# Major step of Obedience



## pm (Oct 28, 2008)

I took what was for me a major step of obedience. I love to watch movies/videos. I had been collecting a number of them for a long time from these illegal websites and justifying it to myself. For awhile now I have felt God's Spirit gently suggesting I get rid of these, so today I deleted them all. 

I don't want to seem like I am bargaining with God, but I have been away from my family for 3 years because of work situations. I have been praying for a job where I could live again with my family.
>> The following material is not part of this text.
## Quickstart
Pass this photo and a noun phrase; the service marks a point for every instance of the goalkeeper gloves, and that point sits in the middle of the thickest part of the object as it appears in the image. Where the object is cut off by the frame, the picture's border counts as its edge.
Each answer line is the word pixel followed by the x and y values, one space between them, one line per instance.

I don't know if this step of obedience was what he was waiting for, and I don't feel I should think that way. 

God was convicting me and finally I obeyed and now no turning back. 

All Praise, Honor and Glory to Him!

You thoughts and comments welcome.


----------



## turmeric (Oct 28, 2008)

May God grant you the desires of your heart!


----------



## Blue Tick (Oct 28, 2008)

*1 Samuel 15:22*

May the Lord bless your obedience. 




> 1 Samuel 15:22
> 
> 22And Samuel said,
> 
> ...


----------



## Jerusalem Blade (Nov 20, 2008)

Good move, Paul. I'm praying you get back to your family.

Steve


----------



## staythecourse (Nov 20, 2008)

Whoo Hooo! Great job man! God's gonna bless you! That's His promise when we do right! But it does hurt no doubt!


----------